Blount, Marilyn Speede (Mrs. Henry)

6/5/2006

 

MARILYN SPEEDE BLOUNT
APRIL 28, 1928 – JULY 5, 2006
 
   Marilyn Speede Blount was born April 28, 1928, in Richton, Mississippi. She finished high school in Hattiesburg, and graduated from Belhaven College, Jackson, Mississippi, in 1949. Her parents were John R. and Carrie Speede. She is survived by two sisters: Mary Anne Catlett of Meridian, and Myrna Ludlow of Biloxi, Mississippi.
   Marilyn married Henry Blount in Meridian, Mississippi, and they had five children: Becky Watkins, Mona Cotton, Cindy Price, Steve Blount, and Chris Blount. They also have 11 grandchildren and 3 great-grandchildren.
   Marilyn died of heart congestion in Kinsley Place, Alexandria, Louisiana on July 5, 2006. Her memorial service was held at First UMC, Alexandria. Burial was in the Methodist cemetery in Pineville, Louisiana.
   Saint Paul wrote of the “fruit of the spirit.” He said it is “love, joy, peace, patience, kindness, goodness, faithfulness, gentleness, self-control.” (Galatians 5:22)
   Words create images for us and the image these words bring to my mind is the smiling, gentle and beautiful face of Marilyn Blount. If ever there was one who embodied these words, it was Marilyn.
    The earth was kinder because Marilyn lived upon it. Like all truly kind people, Marilyn blessed us by just being herself. Soft-spoken and welcoming, Marilyn helped others feel better just because they were in her presence.
   I met Marilyn in my early teenage years. I was just wading into the big scary river of being on my own. I was up to my knees in relationships, up to my waist in school and studies, and way out over my head trying to figure out what my life was to be about. So Marilyn and Henry tossed me a life preserver in the form of love and acceptance. They took me into their home and made me feel part of the family.
   Marilyn became for me a bouquet of grace. Like any bouquet worth its pollen and petals, she smelled good. And it wasn’t just what she dabbed on her neck and wrists. She smelled like home.

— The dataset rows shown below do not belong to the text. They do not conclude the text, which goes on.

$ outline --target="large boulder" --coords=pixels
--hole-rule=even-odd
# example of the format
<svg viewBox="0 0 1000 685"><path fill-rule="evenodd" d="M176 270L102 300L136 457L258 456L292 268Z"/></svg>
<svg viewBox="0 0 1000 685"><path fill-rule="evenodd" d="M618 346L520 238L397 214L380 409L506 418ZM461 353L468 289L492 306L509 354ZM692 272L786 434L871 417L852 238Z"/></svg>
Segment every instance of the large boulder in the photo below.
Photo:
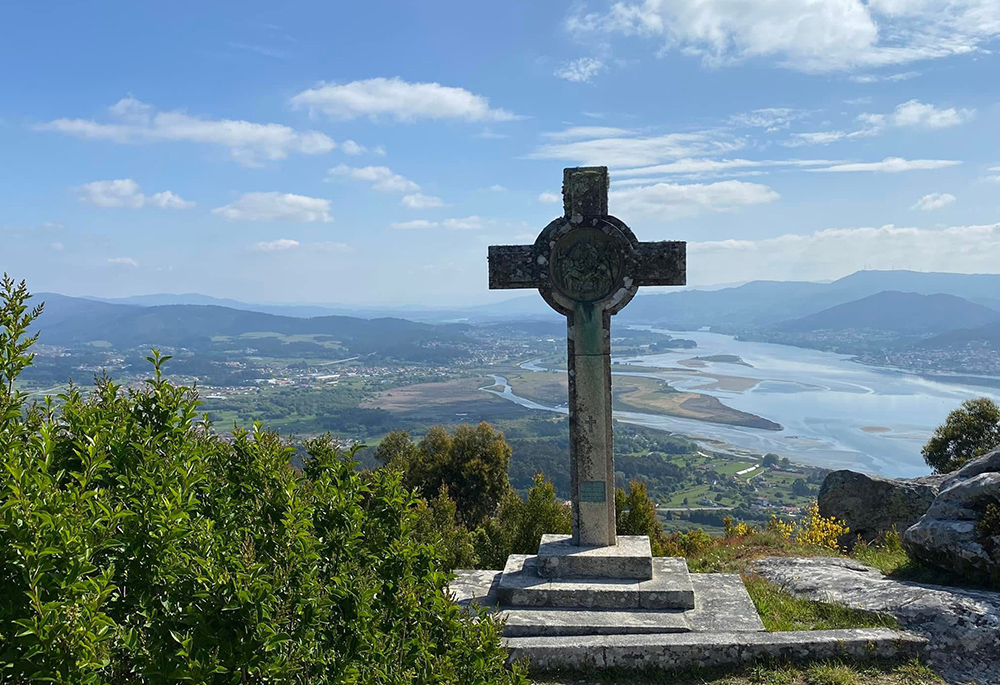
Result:
<svg viewBox="0 0 1000 685"><path fill-rule="evenodd" d="M945 476L881 478L856 471L834 471L819 489L819 513L844 521L851 532L841 544L860 536L866 542L879 533L904 531L923 516Z"/></svg>
<svg viewBox="0 0 1000 685"><path fill-rule="evenodd" d="M979 526L991 504L1000 506L1000 449L950 474L903 546L925 564L1000 586L1000 531Z"/></svg>

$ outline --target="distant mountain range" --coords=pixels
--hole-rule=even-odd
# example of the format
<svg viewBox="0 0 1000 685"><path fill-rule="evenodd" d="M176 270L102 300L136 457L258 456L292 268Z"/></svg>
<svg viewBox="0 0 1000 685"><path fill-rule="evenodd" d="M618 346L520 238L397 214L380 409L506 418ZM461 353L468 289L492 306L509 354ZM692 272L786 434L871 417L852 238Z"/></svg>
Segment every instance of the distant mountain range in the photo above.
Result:
<svg viewBox="0 0 1000 685"><path fill-rule="evenodd" d="M56 293L39 293L45 302L38 321L40 342L80 345L95 341L119 349L133 347L207 348L216 344L240 347L273 345L266 335L305 336L299 349L337 343L352 354L384 354L399 359L446 360L464 355L465 324L431 325L383 317L350 316L297 318L205 304L137 306L112 304ZM248 334L259 339L240 339ZM315 336L315 337L311 337Z"/></svg>
<svg viewBox="0 0 1000 685"><path fill-rule="evenodd" d="M1000 321L1000 312L954 295L887 290L780 323L777 328L789 332L872 330L928 335L977 328L997 321Z"/></svg>
<svg viewBox="0 0 1000 685"><path fill-rule="evenodd" d="M524 322L536 322L525 330L552 335L562 330L562 317L535 293L496 304L440 309L258 305L196 293L110 301L51 293L37 297L46 301L42 341L57 345L104 340L116 347L190 346L272 332L328 336L352 352L408 358L432 348L457 353L468 341L464 322L521 322L522 328ZM708 327L808 346L815 345L804 338L815 337L817 331L830 340L836 340L838 332L846 336L869 331L878 334L876 344L889 344L895 336L892 344L1000 349L1000 275L859 271L831 283L753 281L717 290L640 293L616 320L674 330Z"/></svg>

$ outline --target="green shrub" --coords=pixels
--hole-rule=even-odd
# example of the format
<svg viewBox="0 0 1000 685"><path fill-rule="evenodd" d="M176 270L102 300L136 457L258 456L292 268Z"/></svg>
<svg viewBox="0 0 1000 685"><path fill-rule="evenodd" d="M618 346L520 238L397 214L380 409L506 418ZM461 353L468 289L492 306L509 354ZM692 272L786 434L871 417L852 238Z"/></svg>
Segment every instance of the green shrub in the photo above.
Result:
<svg viewBox="0 0 1000 685"><path fill-rule="evenodd" d="M0 682L523 682L446 597L397 472L224 439L155 352L143 388L28 406L39 312L6 276L0 296Z"/></svg>
<svg viewBox="0 0 1000 685"><path fill-rule="evenodd" d="M966 400L948 414L921 454L937 473L950 473L1000 446L1000 407L988 397Z"/></svg>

She could walk into a room and her presence gave everything and everyone the sweet aroma of belonging. The pleasing perfume of welcome. The friendly fragrance of knowing you’re home.

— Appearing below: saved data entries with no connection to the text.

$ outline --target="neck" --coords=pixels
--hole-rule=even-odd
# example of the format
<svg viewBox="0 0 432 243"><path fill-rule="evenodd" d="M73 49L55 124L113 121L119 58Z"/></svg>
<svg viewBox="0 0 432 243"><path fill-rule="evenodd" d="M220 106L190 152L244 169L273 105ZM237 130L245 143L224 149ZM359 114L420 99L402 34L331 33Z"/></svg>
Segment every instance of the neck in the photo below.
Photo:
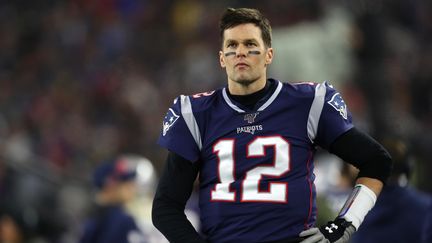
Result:
<svg viewBox="0 0 432 243"><path fill-rule="evenodd" d="M255 93L248 95L233 95L227 90L229 97L241 104L242 106L248 108L249 110L254 110L256 105L268 94L274 91L275 82L267 81L264 88L258 90Z"/></svg>
<svg viewBox="0 0 432 243"><path fill-rule="evenodd" d="M233 95L248 95L264 88L267 78L263 77L252 82L236 82L228 80L228 91Z"/></svg>

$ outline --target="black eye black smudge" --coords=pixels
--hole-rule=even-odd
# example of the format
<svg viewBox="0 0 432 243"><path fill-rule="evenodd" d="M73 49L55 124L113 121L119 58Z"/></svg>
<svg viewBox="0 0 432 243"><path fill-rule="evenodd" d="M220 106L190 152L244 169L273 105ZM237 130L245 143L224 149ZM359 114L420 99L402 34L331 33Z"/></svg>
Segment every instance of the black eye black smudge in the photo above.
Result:
<svg viewBox="0 0 432 243"><path fill-rule="evenodd" d="M261 52L260 51L248 51L248 54L260 55Z"/></svg>
<svg viewBox="0 0 432 243"><path fill-rule="evenodd" d="M225 52L225 56L232 56L232 55L236 55L235 51L230 51L230 52Z"/></svg>

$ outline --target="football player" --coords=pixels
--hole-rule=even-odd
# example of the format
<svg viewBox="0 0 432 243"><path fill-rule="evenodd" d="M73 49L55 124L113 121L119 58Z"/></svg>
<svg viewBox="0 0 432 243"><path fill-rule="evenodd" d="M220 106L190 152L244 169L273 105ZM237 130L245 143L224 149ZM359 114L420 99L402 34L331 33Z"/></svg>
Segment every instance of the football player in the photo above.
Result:
<svg viewBox="0 0 432 243"><path fill-rule="evenodd" d="M93 173L95 212L84 224L80 243L147 243L147 237L127 204L136 197L136 160L119 156Z"/></svg>
<svg viewBox="0 0 432 243"><path fill-rule="evenodd" d="M328 82L267 78L274 50L256 9L228 8L220 21L220 89L180 95L158 143L169 150L153 223L170 242L347 242L374 206L391 158L356 129ZM313 157L320 146L360 172L340 214L316 227ZM199 175L202 232L184 214Z"/></svg>

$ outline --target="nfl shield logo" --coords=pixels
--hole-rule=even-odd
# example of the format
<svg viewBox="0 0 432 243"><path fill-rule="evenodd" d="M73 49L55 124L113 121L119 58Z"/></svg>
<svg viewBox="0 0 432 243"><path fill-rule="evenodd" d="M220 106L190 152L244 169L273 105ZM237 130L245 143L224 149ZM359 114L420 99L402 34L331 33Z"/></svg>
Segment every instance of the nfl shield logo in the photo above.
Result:
<svg viewBox="0 0 432 243"><path fill-rule="evenodd" d="M249 124L254 123L255 122L255 117L259 114L259 112L255 112L255 113L250 113L250 114L246 114L244 116L245 121L247 121Z"/></svg>
<svg viewBox="0 0 432 243"><path fill-rule="evenodd" d="M174 125L174 123L178 120L179 115L177 115L173 109L169 108L165 118L163 120L163 130L162 135L165 136L168 130Z"/></svg>

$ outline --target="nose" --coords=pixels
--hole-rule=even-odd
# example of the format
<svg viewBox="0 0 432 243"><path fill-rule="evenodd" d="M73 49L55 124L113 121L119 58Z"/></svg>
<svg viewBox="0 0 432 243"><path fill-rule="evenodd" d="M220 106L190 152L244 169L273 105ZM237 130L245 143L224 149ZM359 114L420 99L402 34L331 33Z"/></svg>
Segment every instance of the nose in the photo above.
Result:
<svg viewBox="0 0 432 243"><path fill-rule="evenodd" d="M247 48L243 45L239 45L236 51L236 57L245 57L247 55Z"/></svg>

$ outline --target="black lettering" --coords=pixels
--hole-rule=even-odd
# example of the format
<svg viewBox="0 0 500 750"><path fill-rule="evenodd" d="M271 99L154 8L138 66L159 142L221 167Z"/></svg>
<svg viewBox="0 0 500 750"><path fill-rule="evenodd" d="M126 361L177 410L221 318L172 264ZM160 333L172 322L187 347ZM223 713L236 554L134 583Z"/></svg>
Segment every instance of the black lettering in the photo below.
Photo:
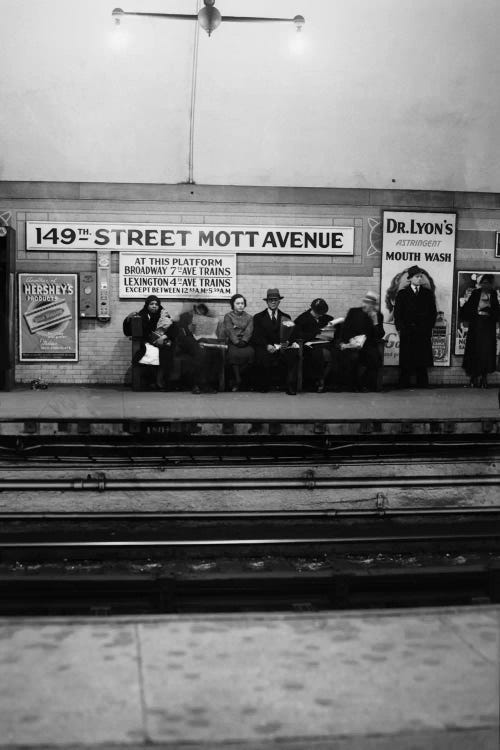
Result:
<svg viewBox="0 0 500 750"><path fill-rule="evenodd" d="M95 244L102 246L109 244L109 236L107 229L97 229L95 233Z"/></svg>
<svg viewBox="0 0 500 750"><path fill-rule="evenodd" d="M264 237L264 242L262 243L262 247L267 247L267 245L276 247L276 240L274 238L273 232L267 232L266 236Z"/></svg>
<svg viewBox="0 0 500 750"><path fill-rule="evenodd" d="M144 244L149 247L156 246L158 244L158 231L156 229L146 229L144 232L144 241Z"/></svg>
<svg viewBox="0 0 500 750"><path fill-rule="evenodd" d="M332 233L332 247L344 247L344 235L342 232Z"/></svg>
<svg viewBox="0 0 500 750"><path fill-rule="evenodd" d="M210 245L210 247L213 247L214 245L214 233L213 231L205 232L203 229L200 229L199 232L199 244L200 245Z"/></svg>
<svg viewBox="0 0 500 750"><path fill-rule="evenodd" d="M162 247L172 247L175 245L175 240L172 237L171 229L162 229L160 232L160 245Z"/></svg>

   Many times, after a long and tedious week at school and work, (and there were plenty of those,) I would go over to the Blount house on a Saturday and Marilyn would offer me a blossom of grace with a smile and hug. She scattered her grace blossoms to a large brood of children, yet always had more to spare for a truly lonely young man. She always seemed to have enough flowers in her bouquet to go around.
  Everyone loved her, but none more than Henry. Marilyn was a beautiful woman. A head-turner. And Henry adored her. Our straight-laced minister could be reduced to a puddle of marshmallow cream when Marilyn dressed up and sashayed into the room. And Henry was not only enamored of her in finery. He proved himself the hallmark of loyalty to Marilyn as she spent her last years in the ethers of Alzheimer’s.

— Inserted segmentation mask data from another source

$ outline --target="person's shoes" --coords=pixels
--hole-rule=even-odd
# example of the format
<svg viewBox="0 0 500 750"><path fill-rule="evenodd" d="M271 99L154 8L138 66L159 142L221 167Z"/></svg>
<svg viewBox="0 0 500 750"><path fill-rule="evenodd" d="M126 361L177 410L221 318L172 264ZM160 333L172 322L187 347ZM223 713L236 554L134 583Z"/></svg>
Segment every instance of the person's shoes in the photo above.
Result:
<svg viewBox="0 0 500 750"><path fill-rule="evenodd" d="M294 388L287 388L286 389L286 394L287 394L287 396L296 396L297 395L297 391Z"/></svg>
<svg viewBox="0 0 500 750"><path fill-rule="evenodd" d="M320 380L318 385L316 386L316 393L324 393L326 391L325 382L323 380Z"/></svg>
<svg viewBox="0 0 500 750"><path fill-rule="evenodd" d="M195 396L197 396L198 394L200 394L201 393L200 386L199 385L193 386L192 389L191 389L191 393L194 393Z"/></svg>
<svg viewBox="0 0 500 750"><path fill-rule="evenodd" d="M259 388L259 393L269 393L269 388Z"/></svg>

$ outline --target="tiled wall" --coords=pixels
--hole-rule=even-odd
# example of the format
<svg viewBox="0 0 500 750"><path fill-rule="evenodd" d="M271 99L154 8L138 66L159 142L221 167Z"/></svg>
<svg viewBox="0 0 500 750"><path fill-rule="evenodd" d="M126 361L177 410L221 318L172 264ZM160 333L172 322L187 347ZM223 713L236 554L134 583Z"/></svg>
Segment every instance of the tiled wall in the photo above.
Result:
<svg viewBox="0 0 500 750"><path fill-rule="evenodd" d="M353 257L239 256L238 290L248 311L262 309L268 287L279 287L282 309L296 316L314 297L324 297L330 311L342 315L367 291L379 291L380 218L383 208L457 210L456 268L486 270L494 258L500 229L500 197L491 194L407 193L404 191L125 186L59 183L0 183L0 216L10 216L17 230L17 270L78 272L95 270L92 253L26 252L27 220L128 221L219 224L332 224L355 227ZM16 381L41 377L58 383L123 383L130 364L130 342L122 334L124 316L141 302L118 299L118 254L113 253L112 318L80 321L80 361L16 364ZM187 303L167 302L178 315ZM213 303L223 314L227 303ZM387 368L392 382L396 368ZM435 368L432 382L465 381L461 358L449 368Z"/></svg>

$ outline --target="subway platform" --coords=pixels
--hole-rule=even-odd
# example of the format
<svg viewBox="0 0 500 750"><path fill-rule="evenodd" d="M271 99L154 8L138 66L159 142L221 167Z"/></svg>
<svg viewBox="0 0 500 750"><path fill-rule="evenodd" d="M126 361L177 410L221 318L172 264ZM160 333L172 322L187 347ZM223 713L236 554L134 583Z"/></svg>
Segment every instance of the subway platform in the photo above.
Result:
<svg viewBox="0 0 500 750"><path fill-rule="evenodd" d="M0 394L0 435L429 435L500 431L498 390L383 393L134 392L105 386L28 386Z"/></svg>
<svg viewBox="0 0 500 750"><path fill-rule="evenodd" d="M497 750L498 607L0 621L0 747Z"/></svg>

   Grace – like joy and all fruit of the spirit – usually shows up when you least expect it. And often when you most need it. There’s no predicting grace. You can’t pin it down or nail it up or make it happen. Mercurial by nature, you can no more hold on to it than you can cage the wind or curb love’s passion. As potent as the tides and as gentle as baby breath, grace can reshape your landscape and redecorate your living room.
   Marilyn graced my life and so many others with her abundant blossoms of kindness. She’s gone now; but I can smell her still. The sweet aroma of acceptance. The fragrant perfume of welcome. The blessed scent of home.
   Rest well, dear Marilyn. You have been a blessing to all fortunate enough to have known you.